A covalently cross-linked hyaluronic acid/bacterial cellulose composite hydrogel for potential biological applications

• Published in: Carbohydrate polymers Vol. 252; p. 117123
• Main Authors: Tang, Shuo, Chi, Kai, Xu, Hui, Yong, Qiang, Yang, Jian, Catchmark, Jeffrey M.
• Format: Journal Article
• Language: English
• Published: England Elsevier Ltd 15.01.2021
• Subjects: Acetobacteraceae - metabolism; Animals; Bacterial cellulose; Bandages; BDDE; Biocompatibility; Biocompatible Materials - chemistry; Biocompatible Materials - pharmacology; Biocomposite; Butylene Glycols - chemistry; Cell Adhesion - drug effects; Cell Line; Cell Proliferation - drug effects; Cellulose - chemistry; Cellulose - pharmacology; Cross-linked hydrogel; Elastic Modulus; Fibroblasts; Hyaluronic acid; Hyaluronic Acid - chemistry; Hyaluronic Acid - pharmacology; Hydrogels - chemistry; Hydrogels - pharmacology; Mice; Solubility; Temperature; Tensile Strength; Bacterial cellulose; Biocompatibility; Hyaluronic acid; BDDE; Biocomposite; Cross-linked hydrogel
• ISSN: 0144-8617; 1879-1344
• DOI: 10.1016/j.carbpol.2020.117123

[Display omitted] •BC and HA were covalently crosslinked by BDDE.•Crosslinked BC/HA composites exhibited a denser and smoother surface.•BDDE crosslinking improved water retention capability, dimensional stability, and elongation at break of BC/HA composites .•Crosslinked BC/HA composites significantly promoted cell proliferation.
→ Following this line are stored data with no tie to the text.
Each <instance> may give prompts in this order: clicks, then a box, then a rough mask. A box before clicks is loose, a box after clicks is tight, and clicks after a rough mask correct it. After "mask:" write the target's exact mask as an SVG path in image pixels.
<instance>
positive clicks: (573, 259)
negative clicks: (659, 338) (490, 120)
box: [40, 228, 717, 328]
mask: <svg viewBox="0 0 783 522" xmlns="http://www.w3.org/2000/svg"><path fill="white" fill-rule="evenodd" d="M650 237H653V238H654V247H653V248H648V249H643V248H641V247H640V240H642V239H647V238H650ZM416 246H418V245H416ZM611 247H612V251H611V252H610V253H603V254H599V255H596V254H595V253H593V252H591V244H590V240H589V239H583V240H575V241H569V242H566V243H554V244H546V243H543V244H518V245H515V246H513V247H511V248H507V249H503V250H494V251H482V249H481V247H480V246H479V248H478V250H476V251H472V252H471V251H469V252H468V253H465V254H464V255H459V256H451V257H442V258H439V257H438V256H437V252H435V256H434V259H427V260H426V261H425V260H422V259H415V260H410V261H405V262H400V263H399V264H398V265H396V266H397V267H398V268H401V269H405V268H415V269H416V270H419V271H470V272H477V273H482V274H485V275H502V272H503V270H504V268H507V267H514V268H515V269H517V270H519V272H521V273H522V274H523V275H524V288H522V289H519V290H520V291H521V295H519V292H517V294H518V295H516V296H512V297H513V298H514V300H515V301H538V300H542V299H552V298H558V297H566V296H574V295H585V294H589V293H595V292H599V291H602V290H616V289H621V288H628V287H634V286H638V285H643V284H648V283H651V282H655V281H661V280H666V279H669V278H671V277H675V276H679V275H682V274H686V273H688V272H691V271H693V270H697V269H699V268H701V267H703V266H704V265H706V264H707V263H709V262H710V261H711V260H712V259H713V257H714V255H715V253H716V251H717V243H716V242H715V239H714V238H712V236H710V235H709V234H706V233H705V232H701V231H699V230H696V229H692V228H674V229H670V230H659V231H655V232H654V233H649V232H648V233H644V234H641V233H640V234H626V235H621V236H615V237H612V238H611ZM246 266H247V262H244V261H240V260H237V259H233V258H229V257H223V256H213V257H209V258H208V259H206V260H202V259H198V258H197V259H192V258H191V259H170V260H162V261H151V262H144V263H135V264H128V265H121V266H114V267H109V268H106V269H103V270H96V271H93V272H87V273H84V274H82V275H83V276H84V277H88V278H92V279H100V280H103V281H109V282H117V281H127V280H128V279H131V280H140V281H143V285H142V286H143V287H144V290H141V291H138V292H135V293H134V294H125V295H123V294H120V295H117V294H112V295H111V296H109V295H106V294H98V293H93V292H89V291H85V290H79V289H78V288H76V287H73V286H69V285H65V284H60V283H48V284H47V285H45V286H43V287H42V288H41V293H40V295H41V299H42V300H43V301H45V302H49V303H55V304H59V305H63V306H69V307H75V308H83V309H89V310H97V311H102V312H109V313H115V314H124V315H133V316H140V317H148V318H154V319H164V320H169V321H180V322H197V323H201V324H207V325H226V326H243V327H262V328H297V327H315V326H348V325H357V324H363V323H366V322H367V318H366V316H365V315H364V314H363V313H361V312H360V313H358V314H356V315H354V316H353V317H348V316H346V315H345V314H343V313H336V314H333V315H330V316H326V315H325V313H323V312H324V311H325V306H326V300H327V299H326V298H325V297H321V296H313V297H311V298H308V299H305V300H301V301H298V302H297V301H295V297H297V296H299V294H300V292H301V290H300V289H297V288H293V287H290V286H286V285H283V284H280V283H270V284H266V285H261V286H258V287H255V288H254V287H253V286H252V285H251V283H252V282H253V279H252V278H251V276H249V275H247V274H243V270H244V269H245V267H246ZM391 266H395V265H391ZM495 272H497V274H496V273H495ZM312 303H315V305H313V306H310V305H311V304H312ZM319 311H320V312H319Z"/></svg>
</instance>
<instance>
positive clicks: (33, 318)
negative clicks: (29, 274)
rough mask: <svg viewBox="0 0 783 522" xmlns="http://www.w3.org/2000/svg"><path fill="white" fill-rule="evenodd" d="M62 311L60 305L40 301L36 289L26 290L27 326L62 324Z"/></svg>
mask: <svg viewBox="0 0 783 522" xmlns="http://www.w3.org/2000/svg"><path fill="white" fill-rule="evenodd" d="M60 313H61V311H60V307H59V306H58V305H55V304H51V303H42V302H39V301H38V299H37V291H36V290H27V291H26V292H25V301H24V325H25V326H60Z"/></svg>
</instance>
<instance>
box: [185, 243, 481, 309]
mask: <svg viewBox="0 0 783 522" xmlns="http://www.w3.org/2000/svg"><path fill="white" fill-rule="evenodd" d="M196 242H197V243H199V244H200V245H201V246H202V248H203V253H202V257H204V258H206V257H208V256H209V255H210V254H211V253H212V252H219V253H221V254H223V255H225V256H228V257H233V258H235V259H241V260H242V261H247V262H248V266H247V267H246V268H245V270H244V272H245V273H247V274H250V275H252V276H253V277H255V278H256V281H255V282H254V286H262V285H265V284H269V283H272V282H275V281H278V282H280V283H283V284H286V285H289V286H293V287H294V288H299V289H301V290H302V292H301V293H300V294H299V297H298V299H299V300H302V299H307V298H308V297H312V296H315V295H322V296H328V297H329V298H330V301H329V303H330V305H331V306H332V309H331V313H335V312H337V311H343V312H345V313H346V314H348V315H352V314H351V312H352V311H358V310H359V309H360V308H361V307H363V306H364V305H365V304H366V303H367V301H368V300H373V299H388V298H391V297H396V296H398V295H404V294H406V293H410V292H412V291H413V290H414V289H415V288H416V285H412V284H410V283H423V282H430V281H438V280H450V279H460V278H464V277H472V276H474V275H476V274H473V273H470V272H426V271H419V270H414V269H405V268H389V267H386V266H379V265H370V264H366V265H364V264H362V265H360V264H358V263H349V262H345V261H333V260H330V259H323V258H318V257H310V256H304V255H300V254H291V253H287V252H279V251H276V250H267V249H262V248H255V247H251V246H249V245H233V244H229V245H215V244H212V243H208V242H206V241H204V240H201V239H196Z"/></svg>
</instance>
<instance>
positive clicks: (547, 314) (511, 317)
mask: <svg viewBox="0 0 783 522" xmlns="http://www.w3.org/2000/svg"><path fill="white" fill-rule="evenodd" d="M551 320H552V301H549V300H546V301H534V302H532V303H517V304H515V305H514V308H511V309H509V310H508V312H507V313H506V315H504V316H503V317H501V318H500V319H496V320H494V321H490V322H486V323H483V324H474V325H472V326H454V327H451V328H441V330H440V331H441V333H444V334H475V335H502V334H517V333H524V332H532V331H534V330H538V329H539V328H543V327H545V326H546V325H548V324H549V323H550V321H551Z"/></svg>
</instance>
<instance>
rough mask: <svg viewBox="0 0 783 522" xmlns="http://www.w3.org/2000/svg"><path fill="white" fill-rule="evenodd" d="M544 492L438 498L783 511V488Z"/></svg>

Bacterial cellulose (BC) is a good material candidate for wound dressing because of its fine 3-D network structure, high mechanical strength and water holding capability, and good biocompatibility. In this study, a composite hydrogel was prepared by using 1,4-butanediol diglycidyl ether (BDDE) to cross-link BC and hyaluronic acid (HA). Cross-linked BC/HA composites exhibited a denser and smoother surface. This dense morphology improved water retention capability and dimensional stability. BDDE cross-linked BC/HA composite with 2% HA and 1% BDDE showed better overall properties, including water stability (12.7 % water solubility), mechanical properties (tensile strength: ∼ 0.61 MPa and Young’s modulus: ∼1.62 MPa) and thermal stability (maximum degradation temperature: 360 °C), as compared to BC/HA without crosslinking. In addition, cell toxicity assays and morphology indicated the BDDE cross-linked BC/HA composite significantly promoted cell proliferation and adhesion. This chemically cross-linked BC/HA composite may have many new biomedical applications in wound care.